12 August 2010

Commentary: Overhaul State-Backed Mortgage Giants? It's About Time

NY Times

 
THE Obama administration is set to discuss the future of Fannie Mae and Freddie Mac, the mortgage giants that largely escaped reform in the financial overhaul of the Dodd-Frank law, at the Treasury Department on Tuesday.

It’s about time: the government’s role in housing finance has ballooned since the start of the mortgage crisis. Despite their central roles in the housing bubble, the Federal Housing Administration, Fannie Mae and Freddie Mac now back more than 95 percent of new mortgages. In 2006, at the height of the housing boom, the F.H.A.’s share of the mortgage market was 2 percent; today it’s around 30 percent. Given that the agency’s requirements on down payments and creditworthiness have been less stringent than Fannie Mae’s, that should concern all taxpayers.

Just about everyone agrees that the government’s extraordinary role in supporting the housing finance market should be curtailed. Most government officials, however, insist that the time for serious reform will be when “the housing market is clearly recovering,” as the former Treasury Secretary Henry M. Paulson Jr. recently put it.

But by waiting for a recovery before reforming the government’s mortgage-backing trio, we are getting things backward. Far from being the last bulwark supporting the housing market, the F.H.A., Fannie and Freddie are very likely holding back the private loan industry. And, unfortunately, a little-noticed provision of the Dodd-Frank act threatens to undermine efforts at rebuilding an innovative and healthy private sector for mortgages.

Under Dodd-Frank, financial firms that securitize mortgages are required to retain 5 percent of the risk of those securities. The goal, a laudable one, is to encourage companies to more closely monitor the quality of the mortgages they securitize. But it is also likely to increase the cost of affected mortgages, because banks will seek to pass on the costs of that risk to home buyers.

Mortgages guaranteed by the F.H.A., however, are exempt from the 5 percent risk-retention requirement. This means that lenders will find that it costs far more, and involves more risk, to offer mortgages they back themselves than those covered with a guarantee from the agency. There’s little doubt this will lead to a huge increase in the volume of business done by the F.H.A., as banks creating securities will seek out mortgages on which they don’t have to cover the risk. Purely private mortgages will quickly be pushed out of the market.

This crowding-out effect will be magnified if, as many in the industry expect, regulators also exempt Fannie- and Freddie-backed mortgages from the 5 percent requirement, if only to prevent the F.H.A. from being overwhelmed by demand. Unbelievably, the two entities whose mortgage market follies led to their collapses may well be given a pass when it comes to managing risk.

Under this scenario, the private sector will continue to wither. Even before the crash, banks were finding it hard to compete with quasi-public agencies that could borrow near the federal government’s interest rates. The proposed risk-retention double standard is another nail in the coffin.

To some, that may not seem to be a tragedy.

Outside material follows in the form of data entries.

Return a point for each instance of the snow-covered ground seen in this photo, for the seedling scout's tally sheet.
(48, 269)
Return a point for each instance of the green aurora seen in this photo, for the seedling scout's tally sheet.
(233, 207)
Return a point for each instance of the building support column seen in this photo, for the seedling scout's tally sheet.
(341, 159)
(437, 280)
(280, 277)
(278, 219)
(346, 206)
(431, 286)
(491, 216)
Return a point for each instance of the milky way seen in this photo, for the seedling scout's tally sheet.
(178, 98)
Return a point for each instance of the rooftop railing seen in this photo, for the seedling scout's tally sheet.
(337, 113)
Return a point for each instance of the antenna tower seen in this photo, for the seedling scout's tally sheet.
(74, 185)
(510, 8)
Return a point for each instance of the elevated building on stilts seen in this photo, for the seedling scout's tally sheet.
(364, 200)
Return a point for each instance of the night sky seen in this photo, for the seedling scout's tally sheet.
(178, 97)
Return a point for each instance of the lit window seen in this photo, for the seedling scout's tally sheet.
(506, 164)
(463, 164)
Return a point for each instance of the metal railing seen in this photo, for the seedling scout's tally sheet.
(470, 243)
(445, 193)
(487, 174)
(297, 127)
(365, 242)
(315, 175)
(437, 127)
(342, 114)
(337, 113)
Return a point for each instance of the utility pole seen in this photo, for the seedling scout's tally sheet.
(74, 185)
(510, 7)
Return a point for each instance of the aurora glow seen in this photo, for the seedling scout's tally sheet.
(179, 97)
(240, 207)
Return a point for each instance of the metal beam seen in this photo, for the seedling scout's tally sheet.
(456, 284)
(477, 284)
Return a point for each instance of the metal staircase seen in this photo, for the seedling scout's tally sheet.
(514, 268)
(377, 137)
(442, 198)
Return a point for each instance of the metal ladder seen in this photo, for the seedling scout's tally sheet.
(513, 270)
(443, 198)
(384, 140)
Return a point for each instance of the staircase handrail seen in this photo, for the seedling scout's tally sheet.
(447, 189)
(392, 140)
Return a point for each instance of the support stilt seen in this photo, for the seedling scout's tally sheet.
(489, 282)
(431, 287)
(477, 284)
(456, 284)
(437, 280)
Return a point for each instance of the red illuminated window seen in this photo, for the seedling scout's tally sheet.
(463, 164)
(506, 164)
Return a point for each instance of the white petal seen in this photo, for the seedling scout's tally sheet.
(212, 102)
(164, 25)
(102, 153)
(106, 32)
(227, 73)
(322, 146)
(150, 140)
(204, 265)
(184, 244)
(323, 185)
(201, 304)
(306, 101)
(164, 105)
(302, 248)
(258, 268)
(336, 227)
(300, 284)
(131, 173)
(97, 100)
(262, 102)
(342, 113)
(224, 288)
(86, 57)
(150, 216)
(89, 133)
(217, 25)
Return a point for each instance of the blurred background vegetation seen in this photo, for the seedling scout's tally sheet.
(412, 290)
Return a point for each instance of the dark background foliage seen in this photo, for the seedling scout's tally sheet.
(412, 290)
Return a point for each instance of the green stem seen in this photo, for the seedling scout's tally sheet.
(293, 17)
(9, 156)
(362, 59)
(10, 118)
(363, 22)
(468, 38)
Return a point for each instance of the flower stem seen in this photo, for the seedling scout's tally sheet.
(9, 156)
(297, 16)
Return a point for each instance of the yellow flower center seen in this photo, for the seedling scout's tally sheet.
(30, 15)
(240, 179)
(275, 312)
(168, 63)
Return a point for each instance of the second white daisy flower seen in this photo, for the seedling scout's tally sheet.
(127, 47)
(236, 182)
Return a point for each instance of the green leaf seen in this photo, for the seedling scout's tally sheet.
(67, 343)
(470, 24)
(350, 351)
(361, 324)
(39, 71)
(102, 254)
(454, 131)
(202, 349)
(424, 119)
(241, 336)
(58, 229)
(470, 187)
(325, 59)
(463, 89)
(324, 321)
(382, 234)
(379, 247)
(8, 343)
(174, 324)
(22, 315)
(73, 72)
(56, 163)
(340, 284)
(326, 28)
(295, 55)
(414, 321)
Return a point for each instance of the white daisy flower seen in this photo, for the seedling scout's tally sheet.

Banks were as culpable in the financial meltdown as Fannie and Freddie. But the scenario ignores what many analysts and policy makers have held out as a silver lining of the crisis: that the private sector would be forced to come up with more innovative, and less risky, forms of mortgages that would spur the housing market without endangering the overall economy or putting taxpayers at risk of bailouts.

The dominance of the government-backed institutions has led to some promising innovations being largely ignored. They include mortgages in which a bank takes an equity share in the home — thus sharing in the risks and rewards of price declines and increases — and covered bonds, which are pools of mortgages that are managed by (and kept on the books of) banks, which can modify the loans to maintain the bonds’ quality. Other countries are far ahead of us in recognizing the problem: the European Union, for instance, outlawed governments from backing mortgage companies — avoiding entirely the implicit guarantees that let Fannie and Freddie grow without credit market discipline.

You may have noticed that our largest banks don’t object to the dominance of the government-run mortgage giants. That’s because there is profit in securitizing morgages guaranteed by the F.H.A. or selling mortgages for Fannie and Freddie. The status quo provides a barrier to innovation that serves the interests of the very largest financial institutions, who know that upstart competitors trying new approaches will face steep costs. Many large banks are backers of extending the F.H.A.’s exemption to Fannie and Freddie.

What can be done?

The first fix is rather simple: the Obama administration should declare that it will not exempt Fannie- and Freddie -backed mortgages from the 5 percent rule. Then it should push Congress to amend the Dodd-Frank Act to put F.H.A.-backed loans under the same risk-retention scheme as other mortgages.

Bankers and bureaucrats will no doubt object that this will raise the cost of lending. That’s possible, although if all lenders were subject to the same rules, free-market competition might lower costs to consumers in the long run. If asking banks to keep a larger share of risk on their balance sheets is a good idea, we should not allow a government-approved brand that flouts the new risk-retention rule.